993. Cousins in Binary Tree


Problem Description

The problem requires determining if two nodes within a binary tree are cousins. In binary tree terminology, cousins are defined as nodes that are on the same level (or depth) but do not share the same parent.

The inputs to the function are:

  • A binary tree root, where each node contains a unique value.
  • Two integer values x and y that correspond to the values of two nodes within the binary tree.

The output is:

  • A boolean value true or false indicating whether the two nodes with values x and y are indeed cousins.

It is important to clarify that the depth of the root node is considered to be 0, and each successive level in the tree increments the depth by 1.

Intuition

The solution to this problem requires a way to traverse the tree and determine the depth and parent of each node we are interested in (x and y). The approach chosen here uses Depth-First Search (DFS) to explore the tree.

The DFS allows us to traverse down each branch of the tree until we hit a leaf, keeping track of the depth and parent node at each step. Each time we make a move to a child node, the depth increases by 1.

During the DFS, whenever we come across either of the values x or y, we store the parent node and depth in a tuple. Since x and y are distinct and unique, when one is found, its corresponding information is stored in an array t, at index 0 for x, and index 1 for y.

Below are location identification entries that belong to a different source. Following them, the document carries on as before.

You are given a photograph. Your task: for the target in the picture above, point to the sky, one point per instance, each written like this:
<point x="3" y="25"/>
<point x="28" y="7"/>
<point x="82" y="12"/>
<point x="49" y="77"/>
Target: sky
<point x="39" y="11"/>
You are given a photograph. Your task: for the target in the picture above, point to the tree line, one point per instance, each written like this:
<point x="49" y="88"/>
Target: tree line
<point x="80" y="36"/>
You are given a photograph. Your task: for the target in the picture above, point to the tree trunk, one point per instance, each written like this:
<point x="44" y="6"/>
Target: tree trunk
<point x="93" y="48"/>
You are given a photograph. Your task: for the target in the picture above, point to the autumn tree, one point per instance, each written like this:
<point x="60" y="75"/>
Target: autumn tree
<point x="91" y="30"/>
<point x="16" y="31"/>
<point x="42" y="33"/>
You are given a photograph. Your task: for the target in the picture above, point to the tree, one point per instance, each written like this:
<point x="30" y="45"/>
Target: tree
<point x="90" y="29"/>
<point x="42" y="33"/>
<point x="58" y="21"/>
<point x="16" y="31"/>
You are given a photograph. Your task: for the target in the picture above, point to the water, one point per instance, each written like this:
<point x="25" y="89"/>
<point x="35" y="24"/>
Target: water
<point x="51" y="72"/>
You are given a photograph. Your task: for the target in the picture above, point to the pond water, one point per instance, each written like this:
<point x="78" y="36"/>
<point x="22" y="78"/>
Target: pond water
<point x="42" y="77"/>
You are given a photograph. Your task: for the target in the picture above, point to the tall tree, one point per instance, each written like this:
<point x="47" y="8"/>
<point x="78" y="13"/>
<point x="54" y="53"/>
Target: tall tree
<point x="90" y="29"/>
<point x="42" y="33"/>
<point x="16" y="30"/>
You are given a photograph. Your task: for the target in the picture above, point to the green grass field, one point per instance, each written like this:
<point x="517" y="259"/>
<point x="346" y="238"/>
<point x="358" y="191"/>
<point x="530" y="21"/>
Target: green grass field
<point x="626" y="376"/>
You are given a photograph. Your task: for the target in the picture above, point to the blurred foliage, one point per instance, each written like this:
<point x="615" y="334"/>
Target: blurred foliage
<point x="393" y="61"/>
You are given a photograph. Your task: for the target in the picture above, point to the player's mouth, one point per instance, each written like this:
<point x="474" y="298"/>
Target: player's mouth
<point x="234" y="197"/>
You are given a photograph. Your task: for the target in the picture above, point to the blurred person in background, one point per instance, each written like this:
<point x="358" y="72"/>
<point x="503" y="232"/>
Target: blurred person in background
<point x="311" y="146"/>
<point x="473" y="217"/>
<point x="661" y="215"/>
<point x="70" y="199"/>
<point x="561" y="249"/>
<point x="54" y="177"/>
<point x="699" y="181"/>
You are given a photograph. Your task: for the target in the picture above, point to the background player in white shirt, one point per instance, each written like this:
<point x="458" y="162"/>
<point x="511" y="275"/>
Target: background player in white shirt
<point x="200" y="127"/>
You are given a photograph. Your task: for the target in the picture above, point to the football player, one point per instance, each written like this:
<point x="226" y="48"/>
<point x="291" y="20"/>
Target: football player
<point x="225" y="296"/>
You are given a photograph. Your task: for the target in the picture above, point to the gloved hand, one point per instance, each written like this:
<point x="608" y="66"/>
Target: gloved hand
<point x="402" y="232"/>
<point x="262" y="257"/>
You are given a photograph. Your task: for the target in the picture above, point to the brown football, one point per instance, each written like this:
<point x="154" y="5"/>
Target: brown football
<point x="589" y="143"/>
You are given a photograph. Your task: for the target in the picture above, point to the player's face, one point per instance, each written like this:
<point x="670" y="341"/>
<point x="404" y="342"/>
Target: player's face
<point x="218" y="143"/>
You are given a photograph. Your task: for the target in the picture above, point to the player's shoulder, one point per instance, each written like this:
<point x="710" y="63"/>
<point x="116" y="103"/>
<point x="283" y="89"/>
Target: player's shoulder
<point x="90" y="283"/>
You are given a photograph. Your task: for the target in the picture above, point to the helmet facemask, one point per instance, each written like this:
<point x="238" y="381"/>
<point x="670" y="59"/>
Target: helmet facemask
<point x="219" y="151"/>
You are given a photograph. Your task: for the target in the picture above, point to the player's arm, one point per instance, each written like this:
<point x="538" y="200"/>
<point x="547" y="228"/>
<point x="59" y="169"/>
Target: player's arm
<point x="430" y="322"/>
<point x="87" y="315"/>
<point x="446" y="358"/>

Lastly, after the traversal, we compare the stored depths and parents of nodes x and y. To be cousins, the following conditions must both hold:

  1. The depths of nodes x and y must be the same, which ensures they are at the same level of the tree.
  2. The parents of nodes x and y must be different, which ensures they do not share the same parent.

If both conditions are satisfied, we return true, confirming that the nodes are cousins; otherwise, we return false.

Learn more about Tree, Depth-First Search, Breadth-First Search and Binary Tree patterns.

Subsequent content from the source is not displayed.